Выбрать главу

Он уже согласен со своим "двойным подпольем". Его уже ничего не способно всколыхнуть. И в таком настроении возникают почти печеринские строки:

Прости мне, родная страна,

за то, что ты так ненавистна.

Прости мне, родная чужбина,

за то, что прикушен язык.

Покуда подлы времена,

я твой поперечник, отчизна.

И все же — прости, если мимо

пройду, приподняв воротник.

Это по-своему манифест неучастия, манифест отчуждения, собственной чужести всему народу. Не Брежнев же олицетворял Отчизну? Это поэзия прикушенного языка, когда ты ни за красных и ни за белых, ни за кого, ибо тебе ненавистны не комиссары и не диссиденты, а сама Отчизна, не разбираясь, кто там Брежнев, а кто Солженицын. И сам Олег Чухонцев прекрасно понимает, что он не с партократами или придворными лакеями: борется, а эгоистично отступает от Родины. "Раньше выбор был более прям. Либо совершить поступок, либо отступиться от себя. Либо сидеть в президиуме, либо на нарах. Я не хотел ни того, ни другого". И в результате какое-то отчуждение от своего же народа: "и казалось, народ только часа и ждет, чтобы чохом отправиться в ад", и уже неприязненна "азиатская наша свобода". Становится неприязненно любое ощущение чуждой тебе имперскости:

О родная страна, твоя слава темна!

Дай хоть слово сказать человечье.

Видит Бог, до сих пор твой имперский позор

у варшавских предместий смердит.

...........................

Что от бранных щедрот до потомства дойдет?

Неужели один только Стыд?

Отрекаясь от родного "хмурого неба", остается уповать лишь на что-то высшее, что-то иное:

Не к этой свободе тянусь,

с годами люблю все сильнее

не родину эту, не Русь,

не хмурое небо над нею, -

и это, конечно! — но взгляд,

бросая на наши равнины,

взыскуешь невидимый град

из этой духовной чужбины...

Одно стихотворение "Репетиция парада" 1968 года, второе — "Абаканский бестиарий" 1992 года, разница в 20 с лишним лет, но ощущение своей чуждости, своего неучастия во всем остается:

и пока из созвездия Псов на решительный слет

Homo monstrum летит, и расплавленный вар под стопою

вместе с призраком ржавым в азиатские степи плывет,

все путем, говорят со столба,твоя гибель с тобою.
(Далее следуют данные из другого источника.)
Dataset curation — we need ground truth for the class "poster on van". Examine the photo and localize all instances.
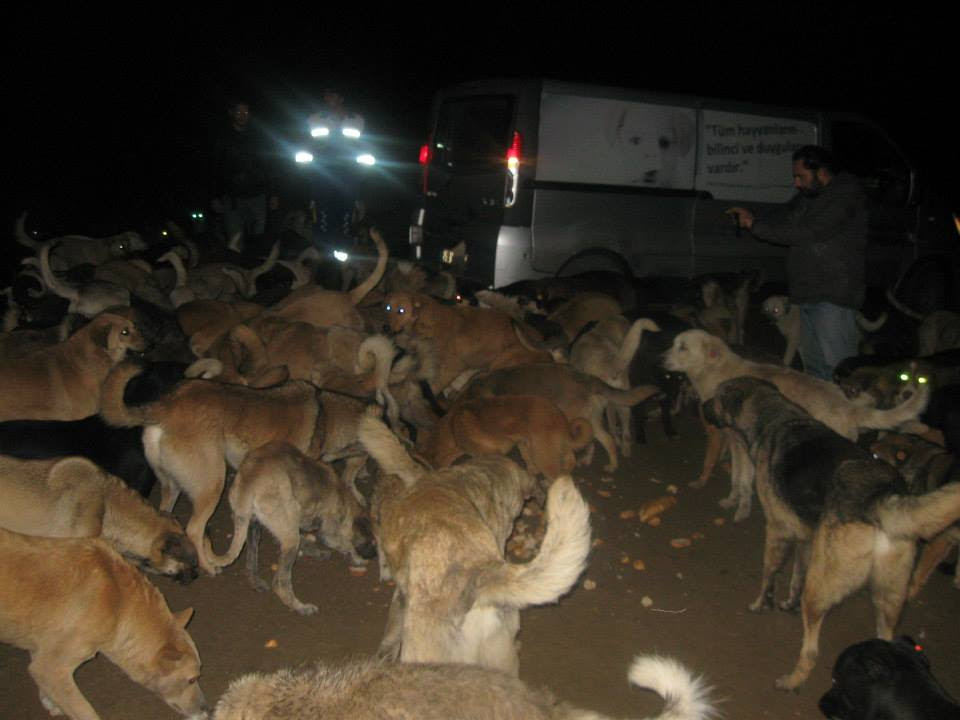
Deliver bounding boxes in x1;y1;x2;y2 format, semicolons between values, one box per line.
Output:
696;110;817;203
537;92;696;189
Все путем, господа и товарищи! В СССР

если где-то стоят на своем, то стоят до упора.

Потому нет кровавее этих румяных химер,

ибо где исполнитель, где жертвы — не знает Аврора.

Может быть, есть правота в том, что нелепо, подобно диссидентам, бороться с властями, ибо они — часть нас самих, вышли из нас, но и в этом случае все равно есть два выхода: бороться за душу каждого из соплеменников, или же отвернуться ото всех сразу, ибо "поразительно, как в русском человеке все намешано — профессиональное убийство и гуманизм". И поэтому Олег Чухонцев не верит ни в какие перемены, "нельзя же очеловечить людоеда". Он с иронией смотрел на искренних романтиков, желающих вновь все переделать, он видит их "историческую близорукость".

Скорее, его уже вполне устраивал сам режим, позволивший ему занять позицию неприятия всего и неучастия во всем. Он уже "готов был согласиться с Чаадаевым, считавшим, что деспотизм способствует расцвету искусств, поскольку стимулирует личность на противостояние вызову".

Я не из этой страны, а из этого века,

как сказал мне в Париже старый зэк Сеземан.

Он сам себя ощущает Чаадаевым, пробует даже писать от его имени, и как писать — не только о себе, но и о народе:

Да что я, не в своем рассудке:

Гляжу в упор — и злость берет:

ползет, как фарш из мясорубки,

по тесной улице народ.

Влачит свое долготерпенье

к иным каким-то временам.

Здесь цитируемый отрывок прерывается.